Though the company’s developers are mostly local, they interact primarily by instant message or Skype. They meet in person once a week over dinner, and one, Michael Marley, who works on contract through the Allen Group in Norwalk, Conn., calls in via Skype. A monitor showing his face is propped up on a chair to suggest he is in the room.
“You used to hear about inventors tinkering in their garage,” said Tyler VanWinkle, the company’s product manager. “Skype is the new garage.”
This focus on leanness and streamlining is not limited to high-tech start-ups, according to Eric Ries, the author of “The Lean Startup.” He said the revolution began in Japan in the 1980s, when manufacturers learned the value of creating products in smaller batches and refining them more often, and has since spread.
“Now you can rent the means of production instead of owning them,” he said.
All of these factors should make it easier to start a business, suggesting that the volume of new companies would help make up for the smaller head count at start-ups. That has not been the case in recent years, however.
Over the last five years, the number of new employer businesses, including new franchises for existing companies, fell by 20 percent, to 536,445 in 2011 from 667,341 in 2006.
But there was tremendous growth in businesses like Leap2 that are operated by one person, partly reflecting the fact that more Americans are going it alone as consultants and contractors. The number of nonemployer businesses grew by 33.8 percent from 2000 to 2010, according to the Census Bureau. Some economists refer to this phenomenon as jobless entrepreneurship.
Experts do not know whether or how quickly the number of start-ups will recover, particularly because such businesses have often been financed through home equity loans and so many homes remain underwater, according to Tim Kane, chief economist at the Hudson Institute, a conservative research organization.
While much attention has been devoted to stoking entrepreneurship and job creation through tax breaks, entrepreneurship may be more influenced by other factors, such as the risks that come with starting a company, Mr. Ries said, including the loss of health insurance.
A study last year found a spike in business ownership at age 65, and attributed it to access to Medicare. Some economists have said that the Affordable Care Act’s expansion of health insurance options could help increase entrepreneurship. Having raised $470,000 in its first two years of existence, Leap2 is aiming for $1.5 million more. Mr. Farmer said he hoped to hire some of his developers eventually as full-time staff members, perhaps six by the end of the year.

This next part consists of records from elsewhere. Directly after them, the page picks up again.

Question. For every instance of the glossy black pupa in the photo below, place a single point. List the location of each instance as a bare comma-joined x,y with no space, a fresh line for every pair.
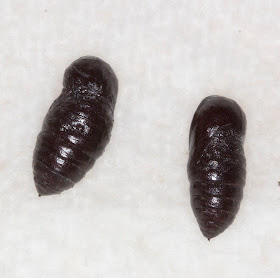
217,165
77,127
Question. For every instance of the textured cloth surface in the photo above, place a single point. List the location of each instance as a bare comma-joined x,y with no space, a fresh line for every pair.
130,216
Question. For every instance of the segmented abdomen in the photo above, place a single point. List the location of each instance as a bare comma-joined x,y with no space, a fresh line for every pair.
77,127
217,163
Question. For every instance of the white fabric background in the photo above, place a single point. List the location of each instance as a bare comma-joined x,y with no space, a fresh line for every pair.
131,215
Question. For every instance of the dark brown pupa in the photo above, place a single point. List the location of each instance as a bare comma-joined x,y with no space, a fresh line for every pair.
77,126
217,165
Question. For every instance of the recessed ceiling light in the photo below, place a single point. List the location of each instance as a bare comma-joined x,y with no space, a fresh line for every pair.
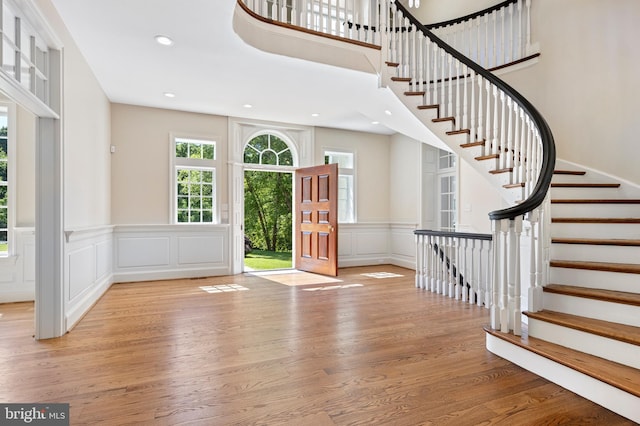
164,40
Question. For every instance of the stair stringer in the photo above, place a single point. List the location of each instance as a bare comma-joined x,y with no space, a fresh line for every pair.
601,393
510,195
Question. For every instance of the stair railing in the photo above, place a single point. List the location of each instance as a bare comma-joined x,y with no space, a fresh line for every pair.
492,37
507,128
455,264
501,123
351,19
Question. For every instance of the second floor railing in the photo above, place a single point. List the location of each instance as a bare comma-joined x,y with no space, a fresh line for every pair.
492,37
498,121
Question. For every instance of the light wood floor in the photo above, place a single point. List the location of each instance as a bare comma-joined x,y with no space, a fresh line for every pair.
168,353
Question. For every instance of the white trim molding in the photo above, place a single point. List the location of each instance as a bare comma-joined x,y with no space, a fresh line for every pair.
154,252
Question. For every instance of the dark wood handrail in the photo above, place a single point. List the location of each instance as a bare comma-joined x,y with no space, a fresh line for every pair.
471,15
548,145
467,235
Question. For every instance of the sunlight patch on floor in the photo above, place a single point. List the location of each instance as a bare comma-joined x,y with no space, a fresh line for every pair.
332,287
295,278
382,275
223,288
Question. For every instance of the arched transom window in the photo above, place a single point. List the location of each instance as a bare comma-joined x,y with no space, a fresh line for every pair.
268,149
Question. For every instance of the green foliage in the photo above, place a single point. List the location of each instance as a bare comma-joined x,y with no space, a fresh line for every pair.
261,260
268,210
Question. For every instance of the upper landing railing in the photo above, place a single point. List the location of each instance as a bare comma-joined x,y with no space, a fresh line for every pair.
497,119
494,37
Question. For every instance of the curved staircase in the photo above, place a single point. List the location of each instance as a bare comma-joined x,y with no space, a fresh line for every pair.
587,336
583,289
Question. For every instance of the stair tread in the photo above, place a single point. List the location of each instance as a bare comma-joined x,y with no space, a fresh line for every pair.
597,201
597,242
472,144
585,185
595,220
458,132
617,375
569,172
595,293
612,330
629,268
435,106
488,157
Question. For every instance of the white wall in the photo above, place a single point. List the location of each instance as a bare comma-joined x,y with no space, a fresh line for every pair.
585,83
404,180
372,169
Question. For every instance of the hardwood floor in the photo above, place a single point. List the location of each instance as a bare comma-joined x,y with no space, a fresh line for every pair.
169,352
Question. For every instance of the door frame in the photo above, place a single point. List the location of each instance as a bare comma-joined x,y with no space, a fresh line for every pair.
301,142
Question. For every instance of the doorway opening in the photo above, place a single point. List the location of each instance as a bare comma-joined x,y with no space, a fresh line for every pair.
268,219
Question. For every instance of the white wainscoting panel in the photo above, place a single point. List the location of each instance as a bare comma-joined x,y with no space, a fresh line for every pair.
142,251
192,250
17,272
403,245
88,265
362,244
156,252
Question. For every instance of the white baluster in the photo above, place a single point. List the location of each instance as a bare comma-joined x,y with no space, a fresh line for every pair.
494,50
466,277
451,261
517,150
495,142
510,151
419,82
495,284
475,131
464,123
419,259
503,142
481,135
489,278
413,54
512,52
504,278
515,310
528,49
450,112
503,40
458,113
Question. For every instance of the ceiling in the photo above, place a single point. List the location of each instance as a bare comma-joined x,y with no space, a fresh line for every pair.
211,70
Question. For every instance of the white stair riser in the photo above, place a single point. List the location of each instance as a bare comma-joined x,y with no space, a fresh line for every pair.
613,350
610,397
591,308
616,281
625,231
582,193
594,210
595,253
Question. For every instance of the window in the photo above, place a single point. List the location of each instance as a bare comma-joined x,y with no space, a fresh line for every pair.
346,173
269,150
447,190
4,183
194,175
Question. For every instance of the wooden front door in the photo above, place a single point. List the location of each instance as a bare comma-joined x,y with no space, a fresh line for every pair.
317,219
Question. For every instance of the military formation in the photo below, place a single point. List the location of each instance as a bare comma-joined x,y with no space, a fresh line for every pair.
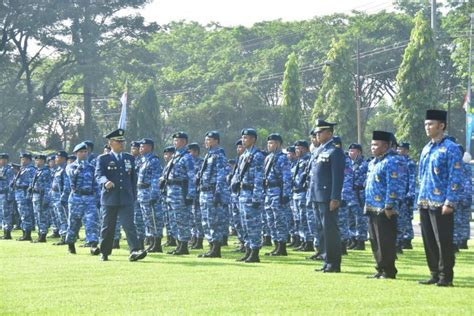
312,197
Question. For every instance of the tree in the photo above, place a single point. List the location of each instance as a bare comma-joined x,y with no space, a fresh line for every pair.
291,95
336,99
416,80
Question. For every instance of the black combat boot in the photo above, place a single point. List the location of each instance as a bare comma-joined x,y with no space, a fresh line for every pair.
360,245
183,249
281,251
156,245
61,242
248,251
7,234
267,241
253,256
72,248
26,236
277,246
198,243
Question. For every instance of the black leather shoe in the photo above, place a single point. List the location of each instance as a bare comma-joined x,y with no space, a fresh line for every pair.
444,283
431,281
137,255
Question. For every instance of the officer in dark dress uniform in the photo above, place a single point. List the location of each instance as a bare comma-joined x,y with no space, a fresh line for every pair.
325,187
116,178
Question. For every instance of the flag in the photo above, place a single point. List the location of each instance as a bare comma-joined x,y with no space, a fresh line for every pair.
123,114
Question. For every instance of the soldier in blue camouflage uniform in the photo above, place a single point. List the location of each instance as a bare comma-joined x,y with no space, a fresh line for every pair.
213,194
347,196
60,190
299,189
21,183
137,211
6,196
170,223
197,232
148,194
356,204
277,185
440,181
381,204
407,212
39,191
234,203
248,183
82,201
180,191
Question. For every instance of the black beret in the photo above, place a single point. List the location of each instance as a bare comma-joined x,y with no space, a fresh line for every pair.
116,135
194,146
180,135
61,153
302,143
249,131
355,146
213,134
275,136
438,115
381,135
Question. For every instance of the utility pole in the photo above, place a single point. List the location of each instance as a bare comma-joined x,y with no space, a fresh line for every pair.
359,127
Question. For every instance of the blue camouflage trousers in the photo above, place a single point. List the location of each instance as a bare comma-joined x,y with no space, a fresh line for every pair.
196,221
41,212
82,206
6,212
25,209
152,214
61,211
179,212
305,231
358,223
251,218
213,217
277,218
138,221
343,223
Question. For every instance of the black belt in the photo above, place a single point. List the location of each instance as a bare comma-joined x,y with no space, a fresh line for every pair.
246,186
83,192
176,181
207,188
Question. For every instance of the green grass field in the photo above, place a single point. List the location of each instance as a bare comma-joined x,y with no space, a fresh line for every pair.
45,279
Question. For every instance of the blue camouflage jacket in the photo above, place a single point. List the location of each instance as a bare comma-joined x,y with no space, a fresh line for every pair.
251,181
277,174
383,183
148,177
440,175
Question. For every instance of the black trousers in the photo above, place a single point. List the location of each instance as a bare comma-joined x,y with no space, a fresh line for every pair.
383,240
437,233
109,220
330,238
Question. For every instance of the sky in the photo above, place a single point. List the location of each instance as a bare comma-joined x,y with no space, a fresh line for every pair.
248,12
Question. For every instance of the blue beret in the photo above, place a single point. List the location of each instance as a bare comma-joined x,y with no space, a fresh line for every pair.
194,146
249,131
275,136
302,143
213,134
26,155
180,135
118,134
80,146
147,141
169,149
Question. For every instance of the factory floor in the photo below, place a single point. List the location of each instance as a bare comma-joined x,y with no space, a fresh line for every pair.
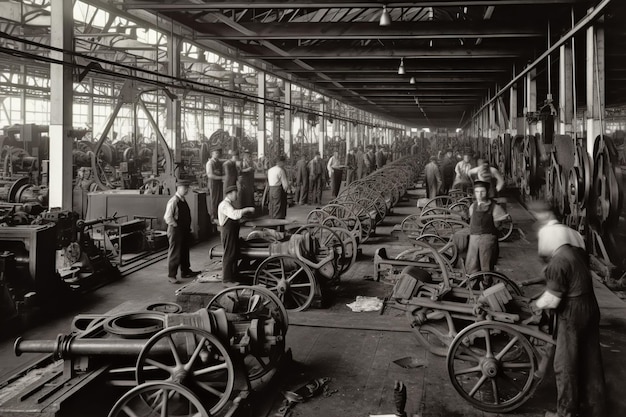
357,350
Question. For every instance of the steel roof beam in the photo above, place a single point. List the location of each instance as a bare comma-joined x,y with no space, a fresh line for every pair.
371,30
320,4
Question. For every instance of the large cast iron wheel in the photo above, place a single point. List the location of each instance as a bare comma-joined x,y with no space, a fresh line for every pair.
492,365
246,303
192,357
159,399
289,279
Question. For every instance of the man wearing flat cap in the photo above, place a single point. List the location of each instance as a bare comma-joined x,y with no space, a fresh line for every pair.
482,250
433,178
178,219
228,220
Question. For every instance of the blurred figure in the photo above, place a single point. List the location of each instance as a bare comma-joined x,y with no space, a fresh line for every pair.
360,163
335,173
302,181
279,184
316,178
462,180
350,166
484,172
447,171
569,291
433,178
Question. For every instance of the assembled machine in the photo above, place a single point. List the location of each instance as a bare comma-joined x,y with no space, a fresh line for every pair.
198,364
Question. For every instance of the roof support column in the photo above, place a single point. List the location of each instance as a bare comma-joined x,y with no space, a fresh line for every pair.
61,99
173,118
595,82
566,90
288,137
260,115
513,110
531,99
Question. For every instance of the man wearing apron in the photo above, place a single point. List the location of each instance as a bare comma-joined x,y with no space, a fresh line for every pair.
277,180
178,219
228,218
215,175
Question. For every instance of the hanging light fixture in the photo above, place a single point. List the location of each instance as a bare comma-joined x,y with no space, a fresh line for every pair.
385,19
401,67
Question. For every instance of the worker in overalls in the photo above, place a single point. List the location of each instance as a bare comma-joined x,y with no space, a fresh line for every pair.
178,219
482,249
580,382
228,220
279,184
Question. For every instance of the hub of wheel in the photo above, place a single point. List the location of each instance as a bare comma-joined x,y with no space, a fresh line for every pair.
490,367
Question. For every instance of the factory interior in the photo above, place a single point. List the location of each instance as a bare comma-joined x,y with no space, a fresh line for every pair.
328,158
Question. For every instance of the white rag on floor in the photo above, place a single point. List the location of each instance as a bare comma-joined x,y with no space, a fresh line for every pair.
366,304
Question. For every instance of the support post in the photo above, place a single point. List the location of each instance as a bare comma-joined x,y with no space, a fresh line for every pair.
173,107
61,100
260,114
595,82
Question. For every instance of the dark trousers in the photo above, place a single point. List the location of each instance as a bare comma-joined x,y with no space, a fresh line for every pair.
302,193
577,362
230,242
482,253
178,251
316,185
215,190
278,202
335,181
350,176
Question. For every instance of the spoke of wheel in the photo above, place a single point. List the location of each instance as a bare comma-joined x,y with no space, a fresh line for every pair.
210,389
489,353
170,341
261,362
158,365
129,411
494,386
477,386
515,365
195,354
507,347
467,370
210,369
164,406
295,274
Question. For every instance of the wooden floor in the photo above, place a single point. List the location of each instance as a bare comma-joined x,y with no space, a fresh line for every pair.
357,350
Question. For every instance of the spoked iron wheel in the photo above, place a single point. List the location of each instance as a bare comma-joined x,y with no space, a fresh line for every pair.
159,399
289,279
192,357
492,365
246,303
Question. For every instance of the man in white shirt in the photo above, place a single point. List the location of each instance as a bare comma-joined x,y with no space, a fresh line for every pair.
178,219
277,180
228,220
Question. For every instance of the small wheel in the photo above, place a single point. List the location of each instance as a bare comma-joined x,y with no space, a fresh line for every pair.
491,365
159,399
191,357
505,228
289,279
244,303
484,279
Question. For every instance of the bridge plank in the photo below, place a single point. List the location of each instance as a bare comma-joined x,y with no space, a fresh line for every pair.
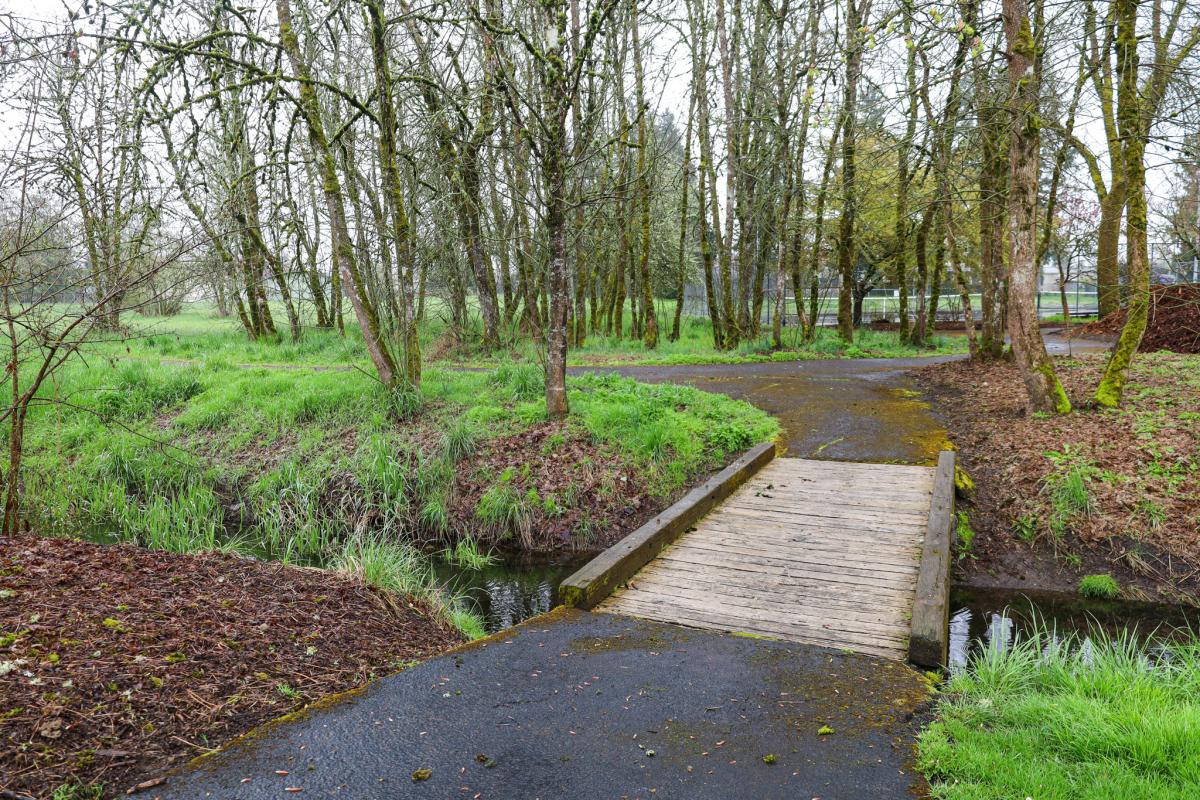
826,553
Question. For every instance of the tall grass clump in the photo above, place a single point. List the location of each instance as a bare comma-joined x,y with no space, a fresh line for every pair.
1069,719
505,511
185,522
466,553
1068,487
402,569
523,380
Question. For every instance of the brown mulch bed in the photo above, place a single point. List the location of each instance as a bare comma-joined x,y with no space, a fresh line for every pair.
1143,465
119,662
1174,320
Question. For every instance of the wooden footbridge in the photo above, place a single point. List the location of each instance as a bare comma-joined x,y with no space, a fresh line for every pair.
837,554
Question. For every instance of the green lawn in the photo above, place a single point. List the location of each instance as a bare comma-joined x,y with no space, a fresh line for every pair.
1069,721
330,468
197,334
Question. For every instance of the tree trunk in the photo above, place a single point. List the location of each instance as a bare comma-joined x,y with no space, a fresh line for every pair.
849,166
1134,125
1043,390
343,248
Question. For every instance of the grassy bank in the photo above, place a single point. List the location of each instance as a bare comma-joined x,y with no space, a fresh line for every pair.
1067,720
328,468
197,335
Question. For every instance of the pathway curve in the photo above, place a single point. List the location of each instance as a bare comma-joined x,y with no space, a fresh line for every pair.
588,705
577,707
862,409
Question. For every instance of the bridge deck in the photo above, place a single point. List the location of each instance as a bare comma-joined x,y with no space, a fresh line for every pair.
817,552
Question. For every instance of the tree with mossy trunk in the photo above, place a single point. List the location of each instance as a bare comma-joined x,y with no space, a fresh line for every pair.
335,203
1137,108
1045,392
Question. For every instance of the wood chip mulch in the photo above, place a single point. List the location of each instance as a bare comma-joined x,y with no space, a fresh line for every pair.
118,662
1174,320
1144,521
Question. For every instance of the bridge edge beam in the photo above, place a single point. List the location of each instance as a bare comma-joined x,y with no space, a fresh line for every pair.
599,577
929,639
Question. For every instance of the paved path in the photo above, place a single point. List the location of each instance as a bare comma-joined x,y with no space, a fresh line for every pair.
568,705
861,409
582,707
823,553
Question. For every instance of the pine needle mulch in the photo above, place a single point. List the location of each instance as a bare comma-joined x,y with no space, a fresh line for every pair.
117,662
1135,512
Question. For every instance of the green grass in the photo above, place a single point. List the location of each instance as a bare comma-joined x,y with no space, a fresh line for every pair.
287,464
198,335
1103,587
1069,720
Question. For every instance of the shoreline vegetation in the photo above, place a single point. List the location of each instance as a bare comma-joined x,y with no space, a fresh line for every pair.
1069,717
198,335
333,469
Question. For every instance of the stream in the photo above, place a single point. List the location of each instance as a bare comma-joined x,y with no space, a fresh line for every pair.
846,410
511,591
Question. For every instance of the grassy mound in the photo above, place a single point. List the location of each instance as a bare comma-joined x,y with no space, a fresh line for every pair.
1069,720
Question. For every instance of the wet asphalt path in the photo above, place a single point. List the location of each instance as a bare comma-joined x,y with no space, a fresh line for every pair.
862,409
591,707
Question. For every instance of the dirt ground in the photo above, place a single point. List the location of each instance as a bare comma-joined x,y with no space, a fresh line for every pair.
118,662
1137,515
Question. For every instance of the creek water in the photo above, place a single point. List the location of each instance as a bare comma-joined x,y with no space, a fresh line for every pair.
515,589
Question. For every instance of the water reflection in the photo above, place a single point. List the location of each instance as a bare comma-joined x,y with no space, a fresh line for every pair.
511,590
995,619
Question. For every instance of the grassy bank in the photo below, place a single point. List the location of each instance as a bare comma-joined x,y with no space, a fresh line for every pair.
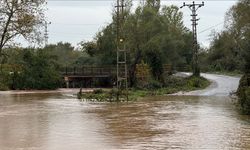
172,85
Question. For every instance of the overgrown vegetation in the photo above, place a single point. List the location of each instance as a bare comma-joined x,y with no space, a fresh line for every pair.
171,85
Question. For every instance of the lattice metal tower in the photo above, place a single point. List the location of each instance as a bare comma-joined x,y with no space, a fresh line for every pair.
194,7
122,72
46,32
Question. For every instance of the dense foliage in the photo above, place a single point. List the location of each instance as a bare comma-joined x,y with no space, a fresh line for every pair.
230,49
154,34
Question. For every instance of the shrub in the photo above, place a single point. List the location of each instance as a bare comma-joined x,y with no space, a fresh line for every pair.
244,94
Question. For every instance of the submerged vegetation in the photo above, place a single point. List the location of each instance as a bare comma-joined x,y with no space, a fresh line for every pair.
172,85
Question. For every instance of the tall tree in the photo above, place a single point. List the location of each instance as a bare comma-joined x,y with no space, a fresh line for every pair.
20,18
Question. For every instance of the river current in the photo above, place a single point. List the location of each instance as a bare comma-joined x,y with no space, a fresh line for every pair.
57,121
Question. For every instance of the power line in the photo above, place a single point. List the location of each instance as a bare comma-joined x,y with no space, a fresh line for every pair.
194,7
211,27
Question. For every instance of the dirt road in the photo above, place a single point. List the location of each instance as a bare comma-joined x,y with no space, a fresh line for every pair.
222,85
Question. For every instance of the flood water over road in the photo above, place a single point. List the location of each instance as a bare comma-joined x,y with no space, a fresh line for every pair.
56,121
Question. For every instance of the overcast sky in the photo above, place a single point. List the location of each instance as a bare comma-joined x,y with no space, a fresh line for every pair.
77,20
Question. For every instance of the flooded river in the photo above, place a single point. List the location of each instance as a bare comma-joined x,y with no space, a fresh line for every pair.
58,121
61,122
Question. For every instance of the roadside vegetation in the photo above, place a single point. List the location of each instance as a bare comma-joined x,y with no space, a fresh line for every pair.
172,85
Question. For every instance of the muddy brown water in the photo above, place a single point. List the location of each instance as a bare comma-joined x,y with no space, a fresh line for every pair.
56,121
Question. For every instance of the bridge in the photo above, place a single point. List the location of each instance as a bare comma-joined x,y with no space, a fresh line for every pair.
95,76
89,76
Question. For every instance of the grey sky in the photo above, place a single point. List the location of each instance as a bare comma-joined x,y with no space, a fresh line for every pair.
75,21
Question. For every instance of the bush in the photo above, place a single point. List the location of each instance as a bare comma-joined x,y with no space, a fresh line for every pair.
197,82
244,94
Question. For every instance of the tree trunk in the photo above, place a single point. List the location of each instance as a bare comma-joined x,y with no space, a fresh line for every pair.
132,72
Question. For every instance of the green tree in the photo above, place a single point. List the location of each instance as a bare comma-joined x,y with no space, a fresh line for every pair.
20,18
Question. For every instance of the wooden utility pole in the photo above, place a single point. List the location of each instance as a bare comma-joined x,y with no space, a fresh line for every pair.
122,72
194,7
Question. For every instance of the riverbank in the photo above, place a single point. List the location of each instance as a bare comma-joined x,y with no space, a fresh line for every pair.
221,85
174,84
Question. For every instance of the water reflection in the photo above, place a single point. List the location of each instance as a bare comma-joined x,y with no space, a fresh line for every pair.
56,121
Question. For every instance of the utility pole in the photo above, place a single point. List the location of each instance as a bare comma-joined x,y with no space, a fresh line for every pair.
122,72
46,33
194,7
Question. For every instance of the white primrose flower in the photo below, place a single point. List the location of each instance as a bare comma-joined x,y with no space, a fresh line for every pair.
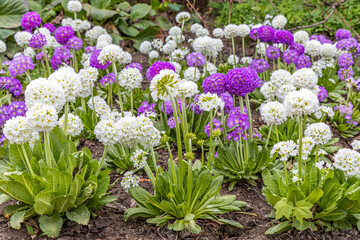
74,125
17,130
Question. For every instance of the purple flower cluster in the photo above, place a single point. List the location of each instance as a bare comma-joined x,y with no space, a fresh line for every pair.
345,60
30,20
49,27
37,41
298,47
74,43
215,83
63,34
147,109
13,110
216,126
94,61
12,85
20,64
157,67
302,61
290,56
260,65
284,37
266,33
171,122
61,54
195,59
108,78
342,34
345,73
272,52
135,65
322,94
241,81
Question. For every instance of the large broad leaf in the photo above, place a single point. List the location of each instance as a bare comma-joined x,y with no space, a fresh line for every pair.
139,11
51,226
11,12
81,215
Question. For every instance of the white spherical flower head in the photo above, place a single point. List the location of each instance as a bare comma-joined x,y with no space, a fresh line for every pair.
187,89
2,47
153,54
195,27
74,6
107,132
231,59
313,48
243,30
348,161
301,102
74,126
17,130
320,132
46,92
69,80
281,77
174,31
192,74
182,17
164,82
273,113
145,47
98,105
328,50
218,33
301,37
231,31
279,22
42,117
210,101
355,145
22,38
105,38
305,78
130,78
110,53
268,90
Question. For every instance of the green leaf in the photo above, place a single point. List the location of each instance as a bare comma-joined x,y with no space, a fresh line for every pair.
139,10
11,12
51,226
302,210
81,215
43,205
279,228
284,208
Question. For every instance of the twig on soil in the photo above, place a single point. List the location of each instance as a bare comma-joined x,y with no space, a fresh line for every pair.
333,7
193,9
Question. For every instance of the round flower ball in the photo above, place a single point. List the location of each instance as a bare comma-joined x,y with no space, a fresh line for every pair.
305,78
43,91
63,34
279,22
74,126
130,78
215,83
30,20
107,132
74,6
17,130
241,81
320,132
273,113
42,117
301,102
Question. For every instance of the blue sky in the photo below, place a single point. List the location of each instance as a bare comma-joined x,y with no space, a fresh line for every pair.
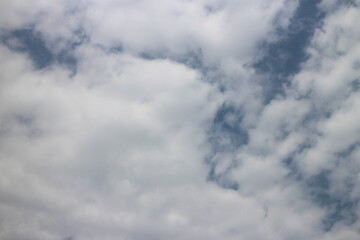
179,120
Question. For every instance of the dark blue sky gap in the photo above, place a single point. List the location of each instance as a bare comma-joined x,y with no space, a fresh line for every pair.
282,59
33,44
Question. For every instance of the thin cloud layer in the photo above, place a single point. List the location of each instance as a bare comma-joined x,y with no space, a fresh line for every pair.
136,120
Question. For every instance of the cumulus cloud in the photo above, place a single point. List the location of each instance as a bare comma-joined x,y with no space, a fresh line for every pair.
153,121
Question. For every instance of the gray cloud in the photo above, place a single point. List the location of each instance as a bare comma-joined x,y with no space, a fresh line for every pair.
159,128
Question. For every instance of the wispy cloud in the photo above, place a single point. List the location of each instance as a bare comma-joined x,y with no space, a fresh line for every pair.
179,120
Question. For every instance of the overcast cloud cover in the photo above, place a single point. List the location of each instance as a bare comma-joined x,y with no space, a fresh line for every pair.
131,120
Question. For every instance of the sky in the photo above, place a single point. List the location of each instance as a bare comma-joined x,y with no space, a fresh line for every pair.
179,119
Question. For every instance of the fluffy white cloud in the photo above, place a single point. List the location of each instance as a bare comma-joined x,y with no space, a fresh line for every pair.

But even then, Leap2 expects to keep plenty of developers on contract, on Skype and around the country, to stay lean, efficient and nimble.
Mr. Carroll gave as an example one talented programmer who might help Leap2 with smaller projects while working on his own start-up.
“In the past, you would have raised a big round of funding at the beginning, and you would have hired him,” Mr. Carroll said. “And he’s brilliant, and would be really helpful at some of the early stage stuff. But now you’re stuck with him, and he’s good at one particular thing, and your company has taken a turn. Either you have to fire him, or you end up building the wrong product.”